Ah, tablets. If a tablet was one of the characters in my sappy rom-com, it’d be the ‘one that got away’. To me, it was a novel idea where you could have your smartphone with you for the serious business stuff while your tablet showed you a good time between working hours — literally, with videos and movies or a good book — but when you actually think about it, the tablet simply isn’t practical.
If you take a look at the International Data Corporation’s (IDC) latest report on their preliminary data from the IDC Worldwide Quarterly Tablet Tracker, you’ll find the truth in my words as tablet sales are on a downward trajectory. That’s not to say it’s all doom and gloom though as their report also says that detachable tablet sales have reached an all-time high — lead by the sales of none other than the Apple iPad Pro.

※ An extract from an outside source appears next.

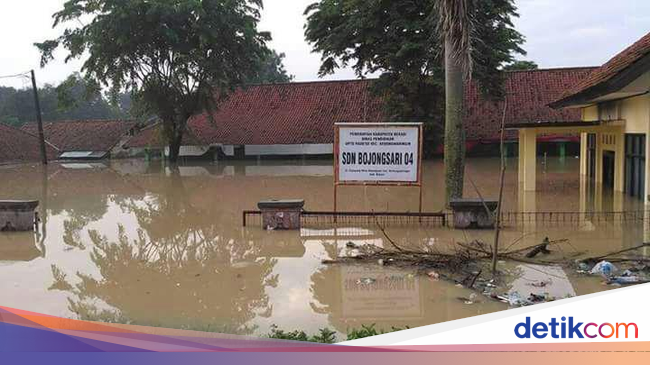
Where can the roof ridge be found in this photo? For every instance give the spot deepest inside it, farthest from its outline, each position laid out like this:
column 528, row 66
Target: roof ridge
column 85, row 121
column 563, row 68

Spearheading the detachable (or convertible/2-in-1) pack to finish at 8.1 million devices sold in Q4 of 2015 is Apple’s biggest iPad, the Pro, raking in just over 2 million units sold — more than Microsoft’s entire Surface lineup put together. That’s quite surprising if you ask me because we think that the Surface, especially the Pro 4 is a fantastic little 2-in-1 that can easily replace your laptop, at least for productivity anyway.
On the other hand, if you look at reviews online, the iPad Pro is nothing more than a ginormous iPad with a flimsy looking rubber keyboard that has the word “Smart” in its name. Uh oh, am I “bashing” Apple again? Oops.

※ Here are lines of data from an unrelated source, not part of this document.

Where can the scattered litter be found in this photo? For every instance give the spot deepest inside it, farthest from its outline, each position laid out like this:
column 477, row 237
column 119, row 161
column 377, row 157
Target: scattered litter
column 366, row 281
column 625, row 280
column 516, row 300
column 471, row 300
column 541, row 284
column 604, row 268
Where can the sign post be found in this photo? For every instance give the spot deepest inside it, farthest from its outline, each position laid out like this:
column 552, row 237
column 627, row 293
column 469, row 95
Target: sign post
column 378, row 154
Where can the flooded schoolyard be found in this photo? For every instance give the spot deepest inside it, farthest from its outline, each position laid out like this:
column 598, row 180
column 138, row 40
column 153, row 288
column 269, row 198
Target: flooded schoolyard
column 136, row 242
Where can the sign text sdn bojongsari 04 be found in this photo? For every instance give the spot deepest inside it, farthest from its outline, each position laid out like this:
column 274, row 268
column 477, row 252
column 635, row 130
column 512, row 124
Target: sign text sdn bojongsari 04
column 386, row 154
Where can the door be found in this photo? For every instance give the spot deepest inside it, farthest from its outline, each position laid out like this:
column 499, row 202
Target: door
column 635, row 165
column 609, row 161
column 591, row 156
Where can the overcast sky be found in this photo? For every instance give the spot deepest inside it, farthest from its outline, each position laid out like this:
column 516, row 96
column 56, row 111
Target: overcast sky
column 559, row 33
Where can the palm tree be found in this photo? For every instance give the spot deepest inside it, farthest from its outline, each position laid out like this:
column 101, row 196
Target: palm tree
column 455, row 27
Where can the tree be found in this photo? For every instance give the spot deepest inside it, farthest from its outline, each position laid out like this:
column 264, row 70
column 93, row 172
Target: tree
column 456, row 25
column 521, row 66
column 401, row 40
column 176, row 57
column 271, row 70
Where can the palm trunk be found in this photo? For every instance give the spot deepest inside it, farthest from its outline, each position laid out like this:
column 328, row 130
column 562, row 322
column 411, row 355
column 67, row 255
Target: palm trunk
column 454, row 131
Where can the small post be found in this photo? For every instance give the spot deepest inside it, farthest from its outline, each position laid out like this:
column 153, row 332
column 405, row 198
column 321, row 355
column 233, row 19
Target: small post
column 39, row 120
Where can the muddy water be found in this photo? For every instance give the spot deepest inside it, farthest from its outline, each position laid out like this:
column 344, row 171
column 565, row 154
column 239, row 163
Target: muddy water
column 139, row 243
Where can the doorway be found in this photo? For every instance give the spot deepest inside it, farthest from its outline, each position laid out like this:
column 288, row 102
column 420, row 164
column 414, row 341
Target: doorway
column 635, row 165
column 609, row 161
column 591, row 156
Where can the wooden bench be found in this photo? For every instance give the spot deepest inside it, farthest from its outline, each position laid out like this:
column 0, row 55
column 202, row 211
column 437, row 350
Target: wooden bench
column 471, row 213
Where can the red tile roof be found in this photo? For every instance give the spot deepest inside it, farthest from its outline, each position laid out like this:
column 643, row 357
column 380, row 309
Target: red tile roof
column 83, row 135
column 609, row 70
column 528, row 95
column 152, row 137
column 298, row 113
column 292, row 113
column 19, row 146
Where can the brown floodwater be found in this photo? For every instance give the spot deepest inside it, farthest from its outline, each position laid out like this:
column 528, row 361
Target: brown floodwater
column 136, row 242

I guess I was wrong then if we’re going off sales figures because Microsoft only sold about 1.6 million Surface devices in the same quarter. That’s a gigantic gap especially if you consider how many Surface devices there are on the market versus the lone iPad Pro. Quite a feat then but it’s worth noting that this is only one quarter and we’ll have to see if the iPad Pro can keep this up over the coming quarters.

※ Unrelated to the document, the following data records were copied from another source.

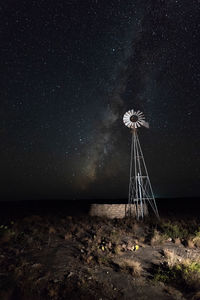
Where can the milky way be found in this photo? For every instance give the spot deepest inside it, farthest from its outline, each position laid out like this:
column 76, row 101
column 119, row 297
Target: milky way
column 69, row 71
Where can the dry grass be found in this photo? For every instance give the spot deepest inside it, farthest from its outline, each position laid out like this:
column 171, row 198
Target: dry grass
column 133, row 266
column 172, row 258
column 196, row 240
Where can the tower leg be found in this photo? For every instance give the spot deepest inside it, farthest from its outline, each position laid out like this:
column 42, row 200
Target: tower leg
column 140, row 189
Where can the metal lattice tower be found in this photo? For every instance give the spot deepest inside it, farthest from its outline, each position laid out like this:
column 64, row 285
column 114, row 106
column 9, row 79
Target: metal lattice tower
column 140, row 189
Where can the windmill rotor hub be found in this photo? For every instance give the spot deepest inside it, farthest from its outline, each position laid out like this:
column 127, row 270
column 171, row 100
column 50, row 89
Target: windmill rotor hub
column 134, row 119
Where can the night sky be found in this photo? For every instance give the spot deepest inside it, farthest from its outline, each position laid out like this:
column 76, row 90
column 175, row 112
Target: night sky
column 71, row 69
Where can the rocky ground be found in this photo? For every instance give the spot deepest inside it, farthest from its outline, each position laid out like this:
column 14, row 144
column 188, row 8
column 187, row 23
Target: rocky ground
column 82, row 257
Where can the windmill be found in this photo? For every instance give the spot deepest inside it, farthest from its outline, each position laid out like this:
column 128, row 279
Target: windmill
column 140, row 189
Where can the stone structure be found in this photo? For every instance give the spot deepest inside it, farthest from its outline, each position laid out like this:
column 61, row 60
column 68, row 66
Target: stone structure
column 112, row 211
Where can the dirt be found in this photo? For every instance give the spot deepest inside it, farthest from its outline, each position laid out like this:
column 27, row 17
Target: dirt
column 58, row 257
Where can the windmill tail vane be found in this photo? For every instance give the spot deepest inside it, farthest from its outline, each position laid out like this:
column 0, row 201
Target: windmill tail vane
column 140, row 189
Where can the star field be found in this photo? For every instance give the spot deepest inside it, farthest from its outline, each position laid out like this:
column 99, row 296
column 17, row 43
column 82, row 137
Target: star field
column 71, row 69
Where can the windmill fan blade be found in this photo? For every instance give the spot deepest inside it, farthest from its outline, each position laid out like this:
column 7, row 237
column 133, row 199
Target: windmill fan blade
column 145, row 124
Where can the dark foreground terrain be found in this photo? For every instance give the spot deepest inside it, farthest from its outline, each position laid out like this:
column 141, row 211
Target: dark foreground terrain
column 62, row 253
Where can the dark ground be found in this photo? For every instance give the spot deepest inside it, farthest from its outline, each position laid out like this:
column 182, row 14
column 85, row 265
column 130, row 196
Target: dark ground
column 54, row 250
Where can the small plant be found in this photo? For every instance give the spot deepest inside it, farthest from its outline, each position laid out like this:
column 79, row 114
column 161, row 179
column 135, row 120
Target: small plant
column 196, row 239
column 158, row 238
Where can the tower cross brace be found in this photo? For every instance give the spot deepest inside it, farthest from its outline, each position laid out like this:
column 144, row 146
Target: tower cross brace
column 140, row 189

We can definitely see the appeal of a 2-in-1 because it brings the power of the laptop into the form-factor of a tablet. The emphasis is on power though as IDC’s findings reveal that of the Surface devices sold, more of them are of the pricier and more powerful Surface Pro line, as opposed to a more affordable Surface 3.
That said, Microsoft wasn’t the biggest loser in the last quarter because that title belongs to Google. According to the IDC, Google’s recent stab at staking a claim in the convertible market was rather lackluster and that it “will require a lot more refinement to achieve any measurable success”.
Oh dear. Google better get cracking on that Chrome OS/Android operating system if they want to carve a slice out of this market.
Rounding up the report though is the sad news of the “slate” tablet’s slow demise as the entire tablet sales dropped 10.1%, from 230.1 million to 206.8 million devices. The way we see it, the problem with the slate tablet is that they’re neither here nor there.
Unless you’re picking up one of Apple’s iPads (they’re leading the sales by the way at 16.1 million units shipped — 7.1 million more than the second-placed Samsung) which do offer some tablet optimisations, you’re usually stuck with either an unoptimised Android tablet or a buggy Windows tablet.
Amazon’s USD50 (around RM210) Fire tablet, which runs on their own Fire OS, did come in at a surprising third place — accounting for 7.9% of the market share, beating out the likes of Lenovo and Huawei. Though IDC does note that Amazon’s success is purely based on the price of its tablet.
Trying times for the tablet industry it seems, though, there is some hope in the convertible market, it looks like the slate tablet is slowly dying off.